The human domino effect here deserves inspection. For the inmate, this accident isn’t an inconvenience. It’s potentially traumatic reenactment of powerlessness. It’s another brick in the wall of institutional distrust. For corrections officers already working one of society’s most psychologically taxing jobs, it’s unnecessary physical danger layered onto existing stress.
Zoom further out. Picture the families waiting at Selarang Park Complex who get that cryptic call There’s been an incident. Envision hospital staff suddenly treating someone dripping with legal complexities alongside typical emergency chaos. Notice how this single accident briefly fused Singapore Prison Service, Singapore Civil Defence Force, and Changi General Hospital into one reluctant improv troupe.
All this because someone needed a checkup.
Here’s where I confess my own biases. My father was a paramedic who occasionally transported inmates. He’d come home heavy with stories about diabetic prisoners going blind from untreated retinopathy, about kindergarteners visiting parents in custody who’d ask why daddy wore shiny bracelets. These memories temper my analysis like bitters in an otherwise sweet cocktail.
Progress, thankfully, exists. Countries experimenting with telehealth for prisons report fewer risky transports. Facilities integrating electronic health records reduce redundant tests that require outside visits. Some forward thinking jurisdictions even bring mobile clinics to prison yards, circumventing transit dangers entirely.
Basic safety retrofits remain low hanging fruit. Crash tested compartments. Better restraints that don’t become death traps upon impact. Regular vehicle maintenance, because nothing says systemic neglect like bald tires on an inmate transport bus.
The weightier fruit involves reframing how society views incarcerated health. Your blood pressure doesn’t care if you shoplifted bread. Tumors grow irrespective of parole status. Every time we deprioritize prisoner healthcare, we plant seeds for public health crises that eventually escape prison walls through staff, visitors, and released individuals bringing untreated conditions back to communities.
Which loops us back to collisions both literal and metaphorical. That van crumpling on the CTE highway mirrors society’s collision with its own contradictions. We want prisoners punished but not tortured. Contained but not neglected. Punitive measures rationed like cafeteria food, yet healthcare delivered like room service.
As the officers and inmate recover from their bruises, I wonder how many bureaucratic bruises will outlast their physical ones. How many incident reports will collect dust before transport protocols get reviewed. Whether this near miss becomes a catalyst or a footnote.
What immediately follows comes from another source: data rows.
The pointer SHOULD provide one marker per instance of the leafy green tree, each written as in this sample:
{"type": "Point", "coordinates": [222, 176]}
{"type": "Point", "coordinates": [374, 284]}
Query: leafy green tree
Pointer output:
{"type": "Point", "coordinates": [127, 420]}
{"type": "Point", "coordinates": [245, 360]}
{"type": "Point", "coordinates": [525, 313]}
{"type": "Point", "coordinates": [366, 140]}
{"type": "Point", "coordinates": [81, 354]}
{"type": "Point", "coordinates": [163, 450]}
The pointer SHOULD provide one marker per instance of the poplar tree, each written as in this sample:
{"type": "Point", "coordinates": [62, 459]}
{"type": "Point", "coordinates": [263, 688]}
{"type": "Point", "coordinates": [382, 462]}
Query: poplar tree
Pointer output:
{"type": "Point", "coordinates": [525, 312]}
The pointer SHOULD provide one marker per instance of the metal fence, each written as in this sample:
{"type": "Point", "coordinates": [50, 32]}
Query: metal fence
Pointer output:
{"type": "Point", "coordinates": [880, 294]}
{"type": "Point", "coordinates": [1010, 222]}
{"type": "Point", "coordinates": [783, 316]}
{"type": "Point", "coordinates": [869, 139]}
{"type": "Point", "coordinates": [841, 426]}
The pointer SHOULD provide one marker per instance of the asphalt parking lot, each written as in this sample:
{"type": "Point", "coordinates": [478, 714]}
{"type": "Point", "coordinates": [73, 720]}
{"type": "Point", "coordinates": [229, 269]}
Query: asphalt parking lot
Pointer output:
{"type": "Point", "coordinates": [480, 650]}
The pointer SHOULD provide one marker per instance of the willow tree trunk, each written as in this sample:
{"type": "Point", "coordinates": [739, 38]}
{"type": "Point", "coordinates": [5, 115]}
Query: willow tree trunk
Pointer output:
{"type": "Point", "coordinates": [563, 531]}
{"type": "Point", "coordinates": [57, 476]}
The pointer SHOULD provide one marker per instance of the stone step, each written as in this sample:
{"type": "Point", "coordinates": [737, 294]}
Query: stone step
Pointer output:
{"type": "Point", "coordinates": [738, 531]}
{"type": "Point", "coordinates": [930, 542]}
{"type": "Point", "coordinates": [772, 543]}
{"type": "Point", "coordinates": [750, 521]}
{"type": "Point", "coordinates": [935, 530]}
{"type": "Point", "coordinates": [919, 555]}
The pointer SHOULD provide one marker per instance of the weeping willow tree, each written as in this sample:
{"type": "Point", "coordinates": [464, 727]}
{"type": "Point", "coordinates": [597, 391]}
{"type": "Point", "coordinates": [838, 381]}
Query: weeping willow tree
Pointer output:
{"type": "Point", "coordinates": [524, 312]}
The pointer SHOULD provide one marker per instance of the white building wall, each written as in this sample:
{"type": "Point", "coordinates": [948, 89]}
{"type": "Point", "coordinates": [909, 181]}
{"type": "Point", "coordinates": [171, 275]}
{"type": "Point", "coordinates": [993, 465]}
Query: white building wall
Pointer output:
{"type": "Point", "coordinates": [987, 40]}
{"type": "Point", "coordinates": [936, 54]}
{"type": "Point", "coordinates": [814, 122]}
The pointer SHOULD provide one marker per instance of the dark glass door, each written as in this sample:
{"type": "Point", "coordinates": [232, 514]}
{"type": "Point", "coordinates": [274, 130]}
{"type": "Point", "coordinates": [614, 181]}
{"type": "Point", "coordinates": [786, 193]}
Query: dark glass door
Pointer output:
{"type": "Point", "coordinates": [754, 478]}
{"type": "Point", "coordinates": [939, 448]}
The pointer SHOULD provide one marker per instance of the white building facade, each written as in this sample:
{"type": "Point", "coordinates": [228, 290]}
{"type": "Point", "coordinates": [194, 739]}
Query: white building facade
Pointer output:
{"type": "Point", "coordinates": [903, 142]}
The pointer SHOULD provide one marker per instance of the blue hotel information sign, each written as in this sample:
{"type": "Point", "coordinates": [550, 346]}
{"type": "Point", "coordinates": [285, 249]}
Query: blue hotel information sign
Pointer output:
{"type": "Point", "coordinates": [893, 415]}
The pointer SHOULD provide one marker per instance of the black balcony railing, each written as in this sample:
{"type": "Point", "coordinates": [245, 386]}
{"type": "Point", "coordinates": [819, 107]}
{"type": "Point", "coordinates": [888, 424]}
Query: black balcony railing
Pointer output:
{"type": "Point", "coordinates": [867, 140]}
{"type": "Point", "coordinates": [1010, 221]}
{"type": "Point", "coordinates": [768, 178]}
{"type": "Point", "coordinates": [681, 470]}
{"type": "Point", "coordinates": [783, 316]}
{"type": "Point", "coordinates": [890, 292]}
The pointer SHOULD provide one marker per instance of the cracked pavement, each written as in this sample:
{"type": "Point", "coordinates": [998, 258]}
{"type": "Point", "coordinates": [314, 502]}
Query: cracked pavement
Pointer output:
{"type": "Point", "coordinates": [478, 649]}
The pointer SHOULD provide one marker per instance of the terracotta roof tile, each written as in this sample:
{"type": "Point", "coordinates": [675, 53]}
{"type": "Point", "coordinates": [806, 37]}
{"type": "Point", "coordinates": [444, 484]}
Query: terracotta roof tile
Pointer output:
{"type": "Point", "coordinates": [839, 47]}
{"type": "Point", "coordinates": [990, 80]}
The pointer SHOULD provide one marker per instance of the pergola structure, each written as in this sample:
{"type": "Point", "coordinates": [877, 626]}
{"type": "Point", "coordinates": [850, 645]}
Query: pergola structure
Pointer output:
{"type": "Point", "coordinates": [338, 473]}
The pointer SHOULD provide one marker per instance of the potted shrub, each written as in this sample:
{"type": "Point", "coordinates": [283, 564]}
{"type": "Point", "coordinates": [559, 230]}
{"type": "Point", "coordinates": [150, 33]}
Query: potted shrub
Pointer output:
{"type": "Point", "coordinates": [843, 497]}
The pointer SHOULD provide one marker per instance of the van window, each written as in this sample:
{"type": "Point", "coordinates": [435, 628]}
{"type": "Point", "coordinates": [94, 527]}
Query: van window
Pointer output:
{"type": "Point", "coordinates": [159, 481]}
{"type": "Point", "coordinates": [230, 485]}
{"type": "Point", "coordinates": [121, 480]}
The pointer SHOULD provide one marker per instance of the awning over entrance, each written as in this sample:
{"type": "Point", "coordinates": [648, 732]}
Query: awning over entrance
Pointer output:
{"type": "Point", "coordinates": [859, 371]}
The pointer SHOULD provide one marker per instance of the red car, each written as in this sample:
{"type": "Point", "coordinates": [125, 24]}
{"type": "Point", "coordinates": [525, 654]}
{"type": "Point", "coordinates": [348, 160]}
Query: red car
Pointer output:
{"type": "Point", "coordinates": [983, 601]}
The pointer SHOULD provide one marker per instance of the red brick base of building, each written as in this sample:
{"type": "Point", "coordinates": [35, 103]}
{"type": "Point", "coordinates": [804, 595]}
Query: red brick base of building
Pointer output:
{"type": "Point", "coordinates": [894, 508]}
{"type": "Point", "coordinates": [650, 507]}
Because what happened wasn’t just an accident. It was a flare, illuminating how society treats people it would rather forget. A reminder that dignity doesn’t stop at prison gates, that safety isn’t negotiable based on custody status, and that every person riding in those vans someone’s child, parent, or friend deserves to reach medical care without becoming collateral damage en route.
The road to justice, it seems, needs better guardrails.